By induction. If there are 2^k divisors for the product P, and you multiply P by some prime not in P (call it q), the divisors of the new number Pq are the divisors of P, together with q times the divisors of P. Since there is no overlap (why?), there are 2^k + 2^k = 2^(k+1) divisors. Now just test the base case and you can add QED.

Quote:
 Originally Posted by George M Perhaps it could be related to Mersenne Primes?
No.

2018-01-02, 08:11   #4
George M

Dec 2017

3216 Posts

Quote:
 Originally Posted by gd_barnes This thread was originally in the Riesel and Sierpinski conjectures project (CRUS). I have moved it to Miscellaneous Math. If one of the supermods feels that it should be moved somewhere else, please feel free.
I didn’t mean to put this thread there so sorry about that, but thank you for moving it :)

2018-01-02, 08:13   #5
George M

Dec 2017

2·52 Posts

Quote:
 Originally Posted by CRGreathouse By induction. If there are 2^k divisors for the product P, and you multiply P by some prime not in P (call it q), the divisors of the new number Pq are the divisors of P, together with q times the divisors of P. Since there is no overlap (why?), there are 2^k + 2^k = 2^(k+1) divisors. Now just test the base case and you can add QED. No.
I was able to use induction? I didn’t think that I could use induction on an equation like this. It was simpler than I thought. Well, thank you very much! I perhaps should have posted this on the Mathematics Stack Exchange but figured it was related to mersenne primes since we have prime numbers and 2^k.

2018-01-02, 11:11   #6
gophne

Feb 2017

3·5·11 Posts

Quote:
 Originally Posted by George M I made a conjecture, but don’t know how to prove it. Perhaps it could be related to Mersenne Primes? Consider $A =\{all \ divisors \ of \ x \in \mathbb{N}\}$. If $x = \prod_{m=1}^{k}p_m$ then $n(A) = 2^k$. This is to say, if a natural number (positive integer) $x$ is equal to the product of the 1st prime, the 2nd prime, the 3rd prime, and so on, until the k-th prime, then the amount of all the divisors of $x$ (including 1 and $x$) will be equal to $2^k$. How must we go about proving this? If we do, perhaps we could build an algorithm to find a prime value for k such that $2^k - 1$ is prime.
Hi George M

When I was working/playing around with "perfect even numbers" related to mersenne numbers and Euclid's related proof -

that when 2^k-1 is prime, the equation 2^(k-1)*(2^k-1) would produce an (even) perfect number, e.g for M5, this would give the perfect number (31)*(16)=496 [Euler proved the converse...that all perfect numbers have that form.....source https://primes.utm.edu/notes/proofs/EvenPerfect.html ]

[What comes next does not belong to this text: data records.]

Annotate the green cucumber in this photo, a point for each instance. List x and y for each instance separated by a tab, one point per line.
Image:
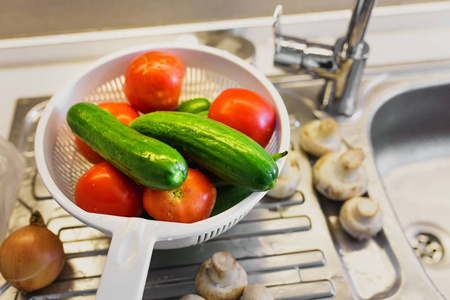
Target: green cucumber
203	113
195	105
220	149
147	161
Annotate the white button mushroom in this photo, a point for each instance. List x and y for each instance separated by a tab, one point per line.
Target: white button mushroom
289	178
319	137
192	297
361	217
340	176
221	277
256	291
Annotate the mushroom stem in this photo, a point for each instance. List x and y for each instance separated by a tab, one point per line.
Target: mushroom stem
361	217
366	209
349	162
223	271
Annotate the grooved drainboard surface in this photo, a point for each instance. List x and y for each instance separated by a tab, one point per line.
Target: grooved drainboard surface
280	243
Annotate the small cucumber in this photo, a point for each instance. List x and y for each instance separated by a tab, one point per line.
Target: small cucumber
148	161
222	150
195	105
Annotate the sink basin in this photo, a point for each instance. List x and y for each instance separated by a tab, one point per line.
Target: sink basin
403	126
410	138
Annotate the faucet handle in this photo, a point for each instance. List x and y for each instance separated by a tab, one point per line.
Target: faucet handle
276	23
288	50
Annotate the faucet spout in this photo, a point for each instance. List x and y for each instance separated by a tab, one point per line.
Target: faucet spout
341	65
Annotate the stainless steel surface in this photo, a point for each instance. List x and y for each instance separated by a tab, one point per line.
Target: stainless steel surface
295	246
341	65
410	136
282	244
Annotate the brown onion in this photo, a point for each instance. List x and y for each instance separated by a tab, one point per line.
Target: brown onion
32	256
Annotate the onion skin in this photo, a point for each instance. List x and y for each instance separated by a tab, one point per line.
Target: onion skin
31	257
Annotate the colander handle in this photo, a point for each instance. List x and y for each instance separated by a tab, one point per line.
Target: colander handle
128	260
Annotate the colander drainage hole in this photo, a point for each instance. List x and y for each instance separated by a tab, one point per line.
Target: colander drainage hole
428	248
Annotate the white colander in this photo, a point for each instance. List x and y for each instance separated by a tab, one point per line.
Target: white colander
208	72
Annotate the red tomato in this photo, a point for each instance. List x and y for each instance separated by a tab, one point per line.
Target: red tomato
193	201
245	111
105	190
124	112
153	81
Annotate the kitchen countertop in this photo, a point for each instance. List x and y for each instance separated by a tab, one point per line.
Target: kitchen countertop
39	66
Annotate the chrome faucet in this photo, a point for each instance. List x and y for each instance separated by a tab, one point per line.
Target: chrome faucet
341	65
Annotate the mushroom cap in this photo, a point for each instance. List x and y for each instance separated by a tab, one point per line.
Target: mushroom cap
220	277
361	217
256	291
289	178
319	137
192	297
340	176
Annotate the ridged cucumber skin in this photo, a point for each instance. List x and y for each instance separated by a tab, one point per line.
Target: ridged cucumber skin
195	105
146	160
216	147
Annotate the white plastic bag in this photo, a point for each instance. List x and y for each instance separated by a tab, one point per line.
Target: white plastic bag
12	166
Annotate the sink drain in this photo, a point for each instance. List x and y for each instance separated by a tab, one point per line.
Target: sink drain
427	247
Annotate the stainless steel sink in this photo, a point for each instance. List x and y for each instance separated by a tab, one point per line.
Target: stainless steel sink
403	126
296	246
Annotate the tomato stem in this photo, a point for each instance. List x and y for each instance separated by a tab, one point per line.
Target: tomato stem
277	156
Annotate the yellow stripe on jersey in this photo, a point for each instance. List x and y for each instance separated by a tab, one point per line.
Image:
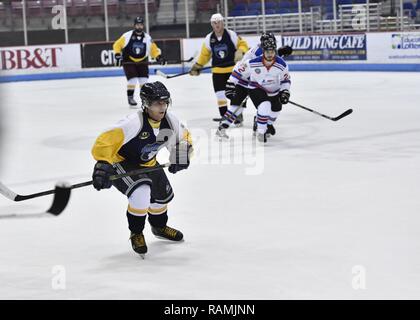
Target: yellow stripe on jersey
119	45
136	211
107	145
159	210
154	124
205	55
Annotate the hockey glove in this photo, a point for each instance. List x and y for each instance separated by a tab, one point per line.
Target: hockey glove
284	96
161	60
285	51
238	55
230	90
180	157
196	69
101	173
118	59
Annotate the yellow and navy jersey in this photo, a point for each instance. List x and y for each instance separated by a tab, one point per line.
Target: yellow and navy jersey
138	139
221	50
135	47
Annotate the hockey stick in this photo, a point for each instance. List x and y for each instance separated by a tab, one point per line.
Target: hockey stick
160	73
344	114
62	192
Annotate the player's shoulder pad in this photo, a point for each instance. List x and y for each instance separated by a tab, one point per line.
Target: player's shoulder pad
280	60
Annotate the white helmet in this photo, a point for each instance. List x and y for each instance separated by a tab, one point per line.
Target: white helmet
216	17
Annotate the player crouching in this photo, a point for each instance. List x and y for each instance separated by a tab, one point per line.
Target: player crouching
268	80
133	143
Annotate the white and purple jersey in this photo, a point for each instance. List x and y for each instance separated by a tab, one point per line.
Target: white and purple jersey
254	74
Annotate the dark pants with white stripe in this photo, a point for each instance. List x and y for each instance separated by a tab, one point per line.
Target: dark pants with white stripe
148	195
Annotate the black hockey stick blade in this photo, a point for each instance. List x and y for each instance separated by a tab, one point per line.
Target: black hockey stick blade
61	199
344	114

Definition of a perfect number being......https://en.wikipedia.org/wiki/Perfect_number

Breaking this up a bit, I tabulated the following listing of this equation of Euclid, for all mersenne (odd) numbers to any selected odd number;

(2^1-1)*[2^(1-1)] = 00001* 00001 = 00001
(2^2-1)*[2^(2-1)] = 00003* 00002 = 00006.....prf factors(006) 1,2 -- 3,6...................004 terms ~ 2x n
(2^3-1)*[2^(3-1)] = 00007* 00004 = 00028.....prf factors(028) 1,2,4 -- 7,14,28.........006 t
(2^5-1)*[2^(5-1)] = 00031* 00016 = 00496.....prf factors(496) 1,2,4,8,16 -- 31,62,124,248,496..010 t
(2^7-1)*[2^(7-1)] = 00127* 00064 = 08128.....prf factors(8128)1,2,4,8,16,32,64 -- 127,254,508,1016,2032,4064,8128................014 t
(2^9-1)*[2^(9-1)] = 00511* 00256 = 130816...prf factors(1308168128) ................<>018 t, however, ignoring the additional factors introduced by the fact that "511" is not prime, this formulaic expansion would allways produce a perfect number! bar the additional factors introduced by the fact that 2^9-1 (511) is prime...I think this was the essence of Euclids proof?

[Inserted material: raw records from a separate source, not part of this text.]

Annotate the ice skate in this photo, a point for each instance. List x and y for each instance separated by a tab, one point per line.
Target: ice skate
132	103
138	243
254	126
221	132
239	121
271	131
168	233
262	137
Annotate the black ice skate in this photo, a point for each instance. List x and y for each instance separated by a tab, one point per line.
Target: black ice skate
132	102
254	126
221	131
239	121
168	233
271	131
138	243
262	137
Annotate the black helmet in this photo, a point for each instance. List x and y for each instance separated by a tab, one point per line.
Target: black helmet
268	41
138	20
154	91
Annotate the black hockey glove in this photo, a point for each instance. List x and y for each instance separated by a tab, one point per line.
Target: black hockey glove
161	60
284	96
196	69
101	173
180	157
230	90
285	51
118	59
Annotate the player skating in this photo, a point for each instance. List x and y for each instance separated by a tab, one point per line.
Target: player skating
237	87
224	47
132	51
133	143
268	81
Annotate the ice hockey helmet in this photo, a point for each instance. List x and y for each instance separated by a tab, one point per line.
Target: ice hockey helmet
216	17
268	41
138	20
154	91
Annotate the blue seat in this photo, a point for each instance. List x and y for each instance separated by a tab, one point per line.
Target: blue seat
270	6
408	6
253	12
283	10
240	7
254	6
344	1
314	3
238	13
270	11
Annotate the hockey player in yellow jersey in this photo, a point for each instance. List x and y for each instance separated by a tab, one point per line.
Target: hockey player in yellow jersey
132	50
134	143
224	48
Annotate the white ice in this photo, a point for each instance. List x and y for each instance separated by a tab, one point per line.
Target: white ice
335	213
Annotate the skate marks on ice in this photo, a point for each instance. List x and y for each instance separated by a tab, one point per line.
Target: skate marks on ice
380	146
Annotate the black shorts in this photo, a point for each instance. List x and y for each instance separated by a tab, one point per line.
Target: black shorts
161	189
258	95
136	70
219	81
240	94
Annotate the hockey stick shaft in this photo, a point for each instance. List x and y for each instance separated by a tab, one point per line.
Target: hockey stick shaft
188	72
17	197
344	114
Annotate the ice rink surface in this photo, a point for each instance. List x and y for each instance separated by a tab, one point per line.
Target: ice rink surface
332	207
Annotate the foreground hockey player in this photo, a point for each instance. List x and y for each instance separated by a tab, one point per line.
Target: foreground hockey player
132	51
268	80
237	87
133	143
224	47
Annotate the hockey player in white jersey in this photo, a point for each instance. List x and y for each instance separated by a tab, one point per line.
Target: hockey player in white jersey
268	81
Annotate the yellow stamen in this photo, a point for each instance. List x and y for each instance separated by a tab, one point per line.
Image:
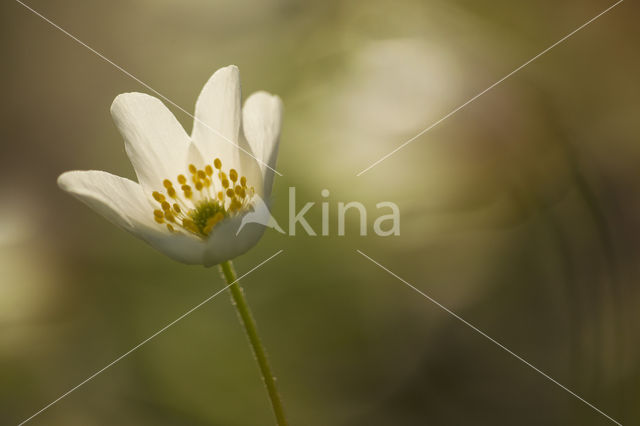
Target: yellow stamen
182	212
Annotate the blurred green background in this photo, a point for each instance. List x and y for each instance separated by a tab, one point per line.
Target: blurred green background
520	213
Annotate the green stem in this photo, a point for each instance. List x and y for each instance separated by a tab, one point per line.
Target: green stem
252	333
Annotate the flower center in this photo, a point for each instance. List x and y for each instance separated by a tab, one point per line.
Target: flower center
200	205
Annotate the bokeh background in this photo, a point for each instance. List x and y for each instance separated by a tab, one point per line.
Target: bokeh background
520	213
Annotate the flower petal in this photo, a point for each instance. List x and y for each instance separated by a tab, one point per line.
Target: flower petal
223	244
155	142
261	122
120	200
217	117
124	203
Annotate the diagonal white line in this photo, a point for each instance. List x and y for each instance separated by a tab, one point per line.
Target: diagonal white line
482	333
136	347
487	89
127	73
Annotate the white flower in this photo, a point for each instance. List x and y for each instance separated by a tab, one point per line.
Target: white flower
192	191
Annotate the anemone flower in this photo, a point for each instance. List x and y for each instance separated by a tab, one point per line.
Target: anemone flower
193	191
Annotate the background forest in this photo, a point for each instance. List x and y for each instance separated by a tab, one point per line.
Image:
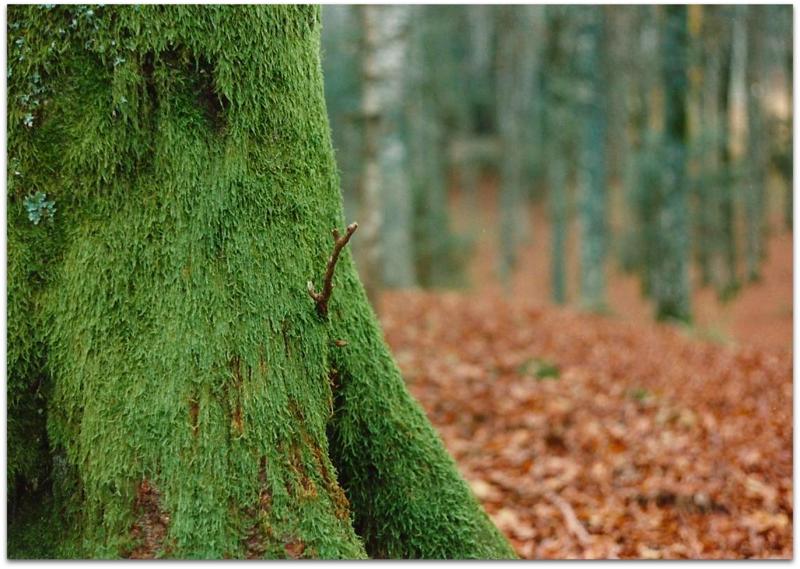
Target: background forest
632	164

In the tabulation, the first string of factors are the factors of (2^k-1) and the second string of factors are the first set of factors multiplied by the mersenne number ~ 2^k-1, bar when 2^k-1 is not prime.

Interestingly, the first set of factors (bar additional factors introduced when 2^k-1<>prime) adds up to 2^k-1, and the sum of the second set of factors (bar additional factors when 2^k-1<>prime) = (2^k-1)^2

Not sure if the above has any bearing on your conjecture.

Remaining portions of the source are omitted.